Residents hit out over muck from quarry vehicles

·1-min read
Cllr Paul Kimber <i>(Image: Echo photographer)</i>
Cllr Paul Kimber (Image: Echo photographer)

PORTLAND councillor Paul Kimber claims that muck from quarry vehicles has upset residents in recent weeks.

The Dorset Council member says dirt and stone chippings have been spread wide across the area with complaints from residents in Grove Road, Easton and elsewhere.

He told this week’s Cabinet meeting that it seemed incredible that there appeared to be no compulsion to drive vehicles through a wheel wash before leaving the new quarry off Grove Field and said he had been told that the council is powerless to regulate the activities because the planning consents granted in 1951 made no provision to do so.

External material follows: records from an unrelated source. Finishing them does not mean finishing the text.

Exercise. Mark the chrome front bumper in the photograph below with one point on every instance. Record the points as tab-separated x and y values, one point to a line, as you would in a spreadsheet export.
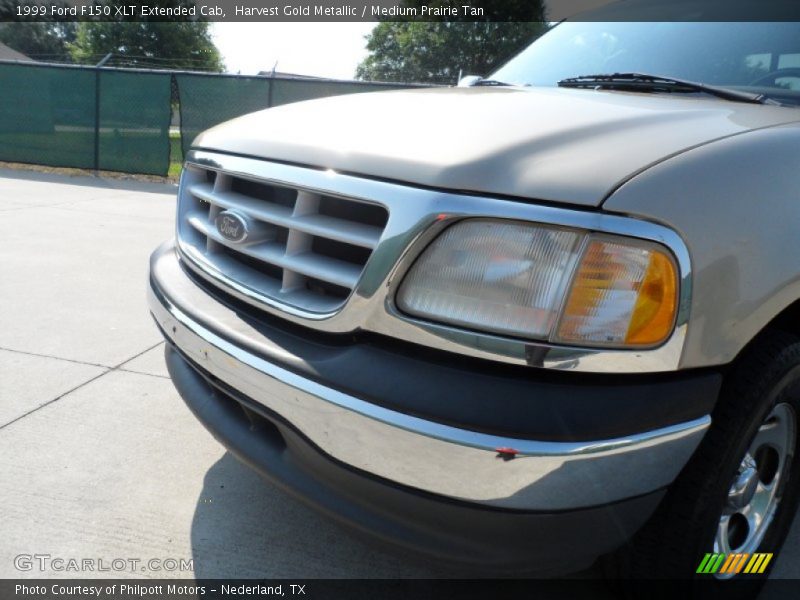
433	457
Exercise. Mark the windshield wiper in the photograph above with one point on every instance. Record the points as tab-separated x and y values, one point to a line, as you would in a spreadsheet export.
654	83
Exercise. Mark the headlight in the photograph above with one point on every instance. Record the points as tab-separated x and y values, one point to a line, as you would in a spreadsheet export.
544	282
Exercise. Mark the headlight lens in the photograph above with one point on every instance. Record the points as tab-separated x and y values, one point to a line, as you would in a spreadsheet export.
543	282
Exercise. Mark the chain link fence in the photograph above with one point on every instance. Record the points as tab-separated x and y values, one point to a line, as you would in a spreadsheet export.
115	119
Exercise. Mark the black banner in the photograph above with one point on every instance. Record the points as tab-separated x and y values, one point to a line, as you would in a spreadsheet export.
399	10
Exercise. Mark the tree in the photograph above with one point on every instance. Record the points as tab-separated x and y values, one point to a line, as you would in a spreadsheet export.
38	40
177	44
435	52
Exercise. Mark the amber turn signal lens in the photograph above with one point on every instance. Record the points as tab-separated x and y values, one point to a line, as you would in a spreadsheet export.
622	294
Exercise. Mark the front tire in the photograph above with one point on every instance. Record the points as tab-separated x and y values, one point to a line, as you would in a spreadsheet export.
739	492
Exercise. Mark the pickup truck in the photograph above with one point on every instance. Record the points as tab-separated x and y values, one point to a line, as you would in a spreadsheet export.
549	316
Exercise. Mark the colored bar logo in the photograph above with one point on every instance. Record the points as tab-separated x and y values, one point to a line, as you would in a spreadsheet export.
732	564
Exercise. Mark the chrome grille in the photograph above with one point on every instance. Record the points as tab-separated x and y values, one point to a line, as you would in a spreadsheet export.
303	248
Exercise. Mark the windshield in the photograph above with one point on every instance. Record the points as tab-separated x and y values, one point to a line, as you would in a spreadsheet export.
757	57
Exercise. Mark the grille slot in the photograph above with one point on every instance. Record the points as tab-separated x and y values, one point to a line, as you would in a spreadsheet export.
303	249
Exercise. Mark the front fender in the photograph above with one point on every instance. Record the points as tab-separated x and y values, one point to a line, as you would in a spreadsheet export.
736	203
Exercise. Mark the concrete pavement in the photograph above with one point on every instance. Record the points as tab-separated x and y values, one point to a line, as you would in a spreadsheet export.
99	458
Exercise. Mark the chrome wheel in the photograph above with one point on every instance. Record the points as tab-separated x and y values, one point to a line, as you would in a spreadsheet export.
756	489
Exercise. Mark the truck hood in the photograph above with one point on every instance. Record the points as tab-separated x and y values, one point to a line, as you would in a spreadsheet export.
559	145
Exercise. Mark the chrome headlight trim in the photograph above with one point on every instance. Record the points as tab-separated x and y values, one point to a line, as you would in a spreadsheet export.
416	217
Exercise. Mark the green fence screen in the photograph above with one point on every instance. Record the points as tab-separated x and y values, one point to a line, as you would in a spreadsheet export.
55	116
47	116
119	119
134	122
207	100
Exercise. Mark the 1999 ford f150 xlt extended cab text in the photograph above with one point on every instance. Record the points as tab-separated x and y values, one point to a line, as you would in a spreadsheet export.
524	323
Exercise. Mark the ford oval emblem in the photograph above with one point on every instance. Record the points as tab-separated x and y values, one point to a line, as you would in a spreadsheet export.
231	226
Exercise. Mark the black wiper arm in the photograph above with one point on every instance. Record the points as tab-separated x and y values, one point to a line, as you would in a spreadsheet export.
634	81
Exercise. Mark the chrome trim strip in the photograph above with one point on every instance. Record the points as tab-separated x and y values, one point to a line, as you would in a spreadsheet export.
422	454
416	216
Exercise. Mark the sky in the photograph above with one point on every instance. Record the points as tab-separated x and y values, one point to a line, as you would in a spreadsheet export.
321	49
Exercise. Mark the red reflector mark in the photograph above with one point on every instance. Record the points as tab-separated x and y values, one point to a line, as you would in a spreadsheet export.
506	453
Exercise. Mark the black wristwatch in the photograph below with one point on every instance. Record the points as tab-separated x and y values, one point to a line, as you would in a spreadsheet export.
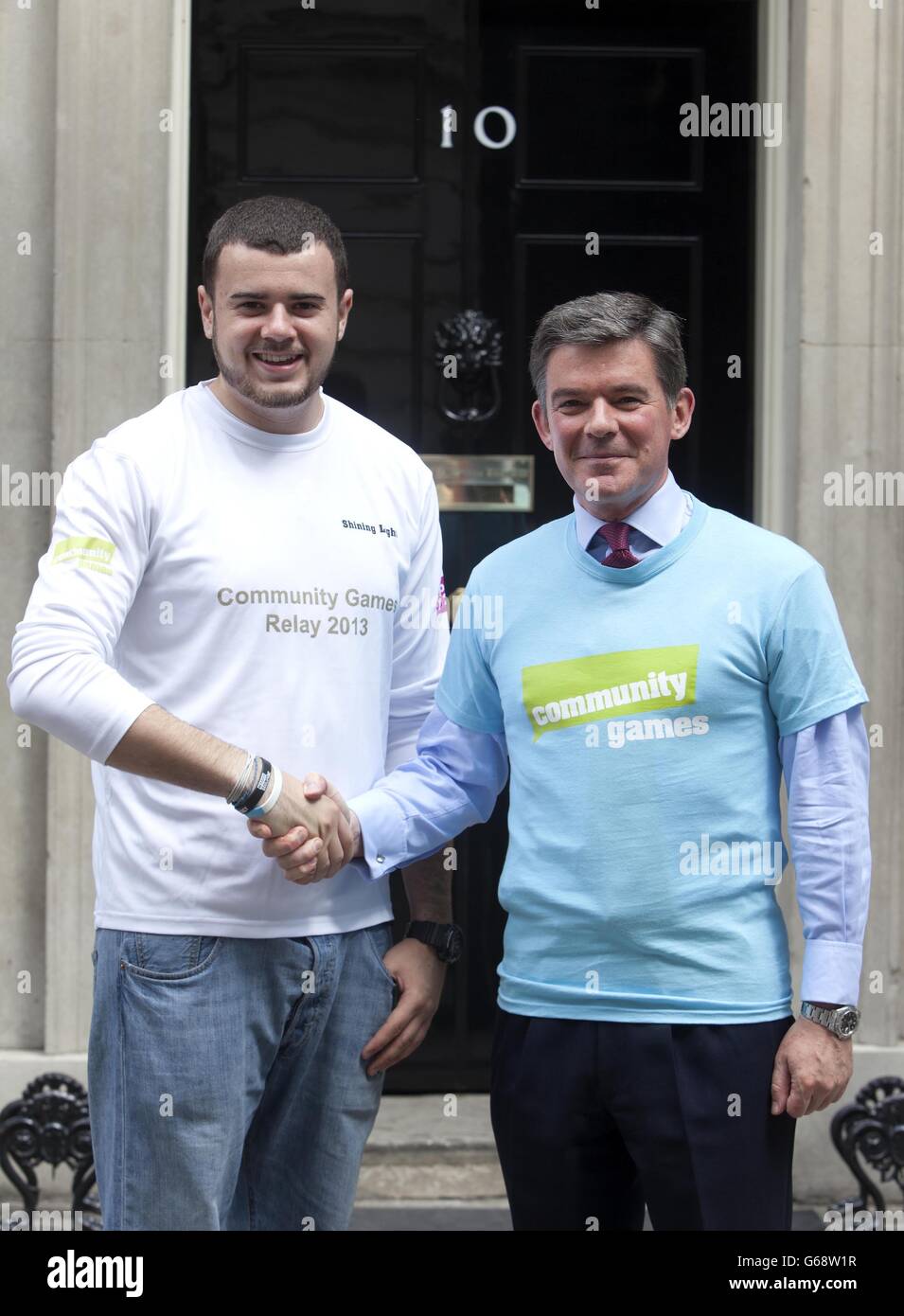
842	1022
446	938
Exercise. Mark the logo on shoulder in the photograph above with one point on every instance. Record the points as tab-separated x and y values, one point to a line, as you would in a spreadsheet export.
81	550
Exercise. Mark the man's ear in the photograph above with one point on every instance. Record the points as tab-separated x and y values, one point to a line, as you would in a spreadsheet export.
541	424
205	304
345	310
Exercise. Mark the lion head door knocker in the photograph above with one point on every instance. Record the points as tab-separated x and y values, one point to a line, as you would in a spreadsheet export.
469	357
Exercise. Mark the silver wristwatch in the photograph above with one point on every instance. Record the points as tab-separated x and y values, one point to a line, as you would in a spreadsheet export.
841	1022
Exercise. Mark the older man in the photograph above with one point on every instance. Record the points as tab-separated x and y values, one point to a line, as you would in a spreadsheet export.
660	664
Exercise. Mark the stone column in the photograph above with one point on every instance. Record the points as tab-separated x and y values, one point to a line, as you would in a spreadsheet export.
845	307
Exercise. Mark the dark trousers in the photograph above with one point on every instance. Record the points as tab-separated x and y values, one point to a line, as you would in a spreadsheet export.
593	1120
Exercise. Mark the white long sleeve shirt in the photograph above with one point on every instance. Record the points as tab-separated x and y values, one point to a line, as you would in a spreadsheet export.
279	591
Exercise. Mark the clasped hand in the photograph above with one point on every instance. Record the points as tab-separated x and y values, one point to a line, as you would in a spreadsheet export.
310	830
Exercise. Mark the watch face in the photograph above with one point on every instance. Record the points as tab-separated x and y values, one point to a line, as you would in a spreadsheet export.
454	944
847	1022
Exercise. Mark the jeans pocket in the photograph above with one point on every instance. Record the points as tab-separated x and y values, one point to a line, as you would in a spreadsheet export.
380	938
168	957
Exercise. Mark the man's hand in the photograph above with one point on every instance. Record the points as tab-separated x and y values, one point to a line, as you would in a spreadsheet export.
812	1069
314	813
418	975
291	834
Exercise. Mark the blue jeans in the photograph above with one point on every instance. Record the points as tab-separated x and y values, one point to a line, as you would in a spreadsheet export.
225	1079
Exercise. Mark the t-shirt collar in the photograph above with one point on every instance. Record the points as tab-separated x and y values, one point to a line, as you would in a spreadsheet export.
239	429
660	517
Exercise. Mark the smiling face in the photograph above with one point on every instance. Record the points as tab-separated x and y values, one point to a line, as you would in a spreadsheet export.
274	324
608	424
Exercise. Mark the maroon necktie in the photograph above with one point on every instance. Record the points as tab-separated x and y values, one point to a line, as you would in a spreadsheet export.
616	536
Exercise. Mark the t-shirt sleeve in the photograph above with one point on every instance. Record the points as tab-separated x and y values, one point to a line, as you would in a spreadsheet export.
63	657
810	671
420	636
468	692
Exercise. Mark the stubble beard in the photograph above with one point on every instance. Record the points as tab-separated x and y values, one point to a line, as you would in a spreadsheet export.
276	398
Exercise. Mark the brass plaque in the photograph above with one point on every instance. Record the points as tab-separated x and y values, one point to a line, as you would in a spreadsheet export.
483	483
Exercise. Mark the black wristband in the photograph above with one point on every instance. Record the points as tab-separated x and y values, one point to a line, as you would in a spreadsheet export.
258	790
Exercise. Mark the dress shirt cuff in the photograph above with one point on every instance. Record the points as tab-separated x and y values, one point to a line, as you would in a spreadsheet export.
832	971
383	833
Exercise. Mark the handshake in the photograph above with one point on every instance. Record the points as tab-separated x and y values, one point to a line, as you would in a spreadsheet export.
310	830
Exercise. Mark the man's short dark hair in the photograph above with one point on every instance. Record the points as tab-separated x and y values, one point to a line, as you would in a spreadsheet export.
612	317
278	223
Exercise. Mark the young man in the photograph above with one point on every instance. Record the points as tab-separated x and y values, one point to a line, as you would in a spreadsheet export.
660	664
212	580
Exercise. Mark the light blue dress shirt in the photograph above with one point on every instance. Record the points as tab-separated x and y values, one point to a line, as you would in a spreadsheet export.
458	774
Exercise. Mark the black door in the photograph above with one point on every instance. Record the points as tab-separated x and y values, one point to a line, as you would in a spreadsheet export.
500	157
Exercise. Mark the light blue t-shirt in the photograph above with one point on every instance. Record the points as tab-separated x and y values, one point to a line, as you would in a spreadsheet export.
643	708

“That can’t be right in 2023,” said Cllr Kimber.

“I want the companies to act more responsibly and clear up the mess they cause…people should come before profit,” he said.

Portfolio holder for planning Cllr David Walsh said that council restrictions on quarry activities were very limited because of the 1951 consent.

He told councillors that a contractor had been sweeping the roads, although with ‘mixed success’, depending on the weather.

Cllr Walsh said that most of the complaints seemed to relate to lorry movements as part of the creation of a deep water berth area at Portland Port which had now come to an end.